Le délai de cinq ans entre chaque certification ne freinera pas la flambée du marché locatif, puisque la révision des loyers est une procédure annuelle, croit pour sa part Arnaud Duplessis-Lalonde, organisateur communautaire au Comité logement Rosemont.
Un locataire peut demander une révision de loyer dans les dix jours suivant la signature d’un nouveau bail si la section G du document indique que le loyer versé au cours de l’année précédente était inférieur, ou dans les 60 jours, si la section G ne précise pas le montant de l’ancien loyer.
«Mais si le montant inscrit au registre remonte à quatre ou cinq ans, il n’y a pas moyen de contester ça», soutient M. Duplessis-Lalonde.
En outre, d’après Marion Duval, la Ville de Montréal risque peut-être de perpétuer, malgré elle, la surenchère immobilière. Il y a fort à parier que sa nouvelle banque de données «devienne une mine de renseignements utiles pour les promoteurs en quête de logements à acheter», prédit-elle.
Les gros proprios d’abord
Les associations de défense des droits des locataires déplorent aussi que la Ville de Montréal ne cible que les propriétaires d’immeubles de huit logements et plus, sous prétexte que ce sont les principaux lieux de vie insalubres dans la métropole.
«Le gros du parc locatif, ce sont les petits plex», rappelle Arnaud Duplessis-Lalonde. Les deux tiers des logements échapperont donc à la nouvelle politique.

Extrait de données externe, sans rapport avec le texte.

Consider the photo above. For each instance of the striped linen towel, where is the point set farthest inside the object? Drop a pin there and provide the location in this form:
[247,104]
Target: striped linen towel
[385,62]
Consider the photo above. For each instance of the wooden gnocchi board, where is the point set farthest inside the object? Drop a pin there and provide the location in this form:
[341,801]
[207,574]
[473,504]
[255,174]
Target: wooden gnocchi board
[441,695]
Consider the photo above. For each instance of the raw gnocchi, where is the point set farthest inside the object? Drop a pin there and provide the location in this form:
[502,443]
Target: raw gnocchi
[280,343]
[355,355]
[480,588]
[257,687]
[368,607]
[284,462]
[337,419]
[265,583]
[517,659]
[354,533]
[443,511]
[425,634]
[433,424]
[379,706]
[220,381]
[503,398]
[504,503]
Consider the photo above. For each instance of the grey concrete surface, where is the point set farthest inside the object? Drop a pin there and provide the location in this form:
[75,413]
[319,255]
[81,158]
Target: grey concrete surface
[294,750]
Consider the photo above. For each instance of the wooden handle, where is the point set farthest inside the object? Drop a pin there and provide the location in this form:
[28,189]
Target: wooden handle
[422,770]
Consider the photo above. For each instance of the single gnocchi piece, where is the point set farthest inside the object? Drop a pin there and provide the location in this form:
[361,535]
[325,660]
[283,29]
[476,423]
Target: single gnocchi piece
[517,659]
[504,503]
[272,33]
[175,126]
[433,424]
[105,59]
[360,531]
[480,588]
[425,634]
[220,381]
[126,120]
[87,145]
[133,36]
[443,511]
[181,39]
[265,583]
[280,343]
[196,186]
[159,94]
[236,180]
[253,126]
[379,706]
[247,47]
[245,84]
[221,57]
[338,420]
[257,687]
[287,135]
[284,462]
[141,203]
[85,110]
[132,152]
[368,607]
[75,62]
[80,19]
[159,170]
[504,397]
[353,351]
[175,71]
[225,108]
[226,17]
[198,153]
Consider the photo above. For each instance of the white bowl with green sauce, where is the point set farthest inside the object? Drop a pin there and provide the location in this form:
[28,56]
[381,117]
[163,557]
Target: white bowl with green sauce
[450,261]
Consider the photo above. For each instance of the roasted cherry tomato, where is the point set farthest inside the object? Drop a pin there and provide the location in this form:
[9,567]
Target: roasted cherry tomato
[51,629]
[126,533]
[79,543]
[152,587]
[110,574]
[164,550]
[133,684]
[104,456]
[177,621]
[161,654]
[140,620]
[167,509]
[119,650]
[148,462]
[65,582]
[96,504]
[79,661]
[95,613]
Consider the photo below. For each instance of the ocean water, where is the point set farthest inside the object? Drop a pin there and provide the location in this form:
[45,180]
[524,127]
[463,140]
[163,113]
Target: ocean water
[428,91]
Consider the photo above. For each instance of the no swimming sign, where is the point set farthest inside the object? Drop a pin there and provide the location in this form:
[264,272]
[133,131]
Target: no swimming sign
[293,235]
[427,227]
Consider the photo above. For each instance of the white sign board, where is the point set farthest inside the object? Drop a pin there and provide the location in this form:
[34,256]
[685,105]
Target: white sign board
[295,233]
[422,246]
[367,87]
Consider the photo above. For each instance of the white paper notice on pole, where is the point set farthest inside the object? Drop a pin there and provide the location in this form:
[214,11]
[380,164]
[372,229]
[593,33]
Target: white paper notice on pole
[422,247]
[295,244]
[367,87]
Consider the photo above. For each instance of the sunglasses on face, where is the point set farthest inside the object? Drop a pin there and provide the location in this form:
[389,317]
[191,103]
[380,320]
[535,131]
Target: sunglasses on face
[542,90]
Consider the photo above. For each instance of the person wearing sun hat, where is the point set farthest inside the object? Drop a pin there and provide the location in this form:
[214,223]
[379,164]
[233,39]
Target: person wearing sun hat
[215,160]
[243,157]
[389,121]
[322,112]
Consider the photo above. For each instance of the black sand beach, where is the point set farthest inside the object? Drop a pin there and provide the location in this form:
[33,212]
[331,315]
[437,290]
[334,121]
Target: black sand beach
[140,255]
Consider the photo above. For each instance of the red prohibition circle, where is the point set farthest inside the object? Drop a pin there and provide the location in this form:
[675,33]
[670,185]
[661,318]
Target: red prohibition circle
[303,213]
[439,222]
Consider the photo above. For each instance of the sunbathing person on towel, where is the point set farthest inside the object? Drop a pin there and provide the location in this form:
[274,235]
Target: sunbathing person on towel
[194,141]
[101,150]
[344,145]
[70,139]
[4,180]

Marion Duval croit qu’«il aurait fallu inclure aussi les quadruplex» parce que la fièvre spéculative s’est également emparée des petits propriétaires, comme en témoigne une étude dévoilée en mars 2020 par le Comité logement de La Petite-Patrie: entre 2015 et 2019, «55 % des reprises et évictions frauduleuses et malveillantes […] débusquées peuvent être attribuées à de ‘’petits propriétaires’’ qui ne détenaient qu’un seul immeuble».

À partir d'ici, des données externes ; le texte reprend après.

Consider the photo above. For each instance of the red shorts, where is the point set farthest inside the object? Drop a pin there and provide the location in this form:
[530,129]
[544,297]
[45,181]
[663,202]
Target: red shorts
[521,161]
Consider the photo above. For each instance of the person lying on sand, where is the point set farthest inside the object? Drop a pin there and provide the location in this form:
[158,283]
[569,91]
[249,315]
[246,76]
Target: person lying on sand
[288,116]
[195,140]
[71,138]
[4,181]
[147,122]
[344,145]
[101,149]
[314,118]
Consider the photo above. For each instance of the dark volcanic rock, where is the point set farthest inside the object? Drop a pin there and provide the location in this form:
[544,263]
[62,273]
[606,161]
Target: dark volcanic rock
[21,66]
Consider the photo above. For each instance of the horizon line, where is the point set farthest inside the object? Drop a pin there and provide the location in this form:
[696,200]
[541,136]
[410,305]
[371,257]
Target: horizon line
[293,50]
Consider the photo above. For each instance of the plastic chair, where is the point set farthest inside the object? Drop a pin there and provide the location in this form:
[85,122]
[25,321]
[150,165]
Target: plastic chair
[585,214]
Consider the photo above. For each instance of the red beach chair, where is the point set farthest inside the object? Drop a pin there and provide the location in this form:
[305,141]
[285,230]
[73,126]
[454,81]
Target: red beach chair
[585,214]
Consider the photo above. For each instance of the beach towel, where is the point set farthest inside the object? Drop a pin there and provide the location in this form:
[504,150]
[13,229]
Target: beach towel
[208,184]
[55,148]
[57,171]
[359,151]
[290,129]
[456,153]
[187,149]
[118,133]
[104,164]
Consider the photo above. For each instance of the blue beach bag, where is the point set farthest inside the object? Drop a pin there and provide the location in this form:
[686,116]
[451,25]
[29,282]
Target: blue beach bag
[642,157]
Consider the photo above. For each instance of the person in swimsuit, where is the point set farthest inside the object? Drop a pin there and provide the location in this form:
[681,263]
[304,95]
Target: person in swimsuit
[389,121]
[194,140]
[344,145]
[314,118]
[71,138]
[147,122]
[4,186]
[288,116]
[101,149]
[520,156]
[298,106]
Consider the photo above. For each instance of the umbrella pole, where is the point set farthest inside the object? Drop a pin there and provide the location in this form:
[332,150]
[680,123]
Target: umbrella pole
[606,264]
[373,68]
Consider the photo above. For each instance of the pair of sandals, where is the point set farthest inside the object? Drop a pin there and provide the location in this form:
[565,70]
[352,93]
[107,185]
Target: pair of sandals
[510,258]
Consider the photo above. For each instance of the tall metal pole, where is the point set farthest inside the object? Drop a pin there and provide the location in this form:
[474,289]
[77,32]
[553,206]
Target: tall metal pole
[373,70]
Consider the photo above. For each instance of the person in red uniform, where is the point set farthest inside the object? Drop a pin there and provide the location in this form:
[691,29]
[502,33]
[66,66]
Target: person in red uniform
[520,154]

Et il n’est pas certain que la menace d’amendes salées terrorise les grandes entreprises œuvrant dans l’immobilier locatif. «Les gros proprios sont prêts à dépenser des fortunes pour faire plier les locataires devant les tribunaux», ajoute Mme Duval.
Les règles actuelles prévoient déjà des amendes pour les grandes sociétés délinquantes, mais elles ne sont pas systématiquement imposées. «Est-ce que ce sera le cas pour les amendes prévues par la nouvelle politique?, se demande Arnaud Duplessis-Lalonde. Ça reste à voir.»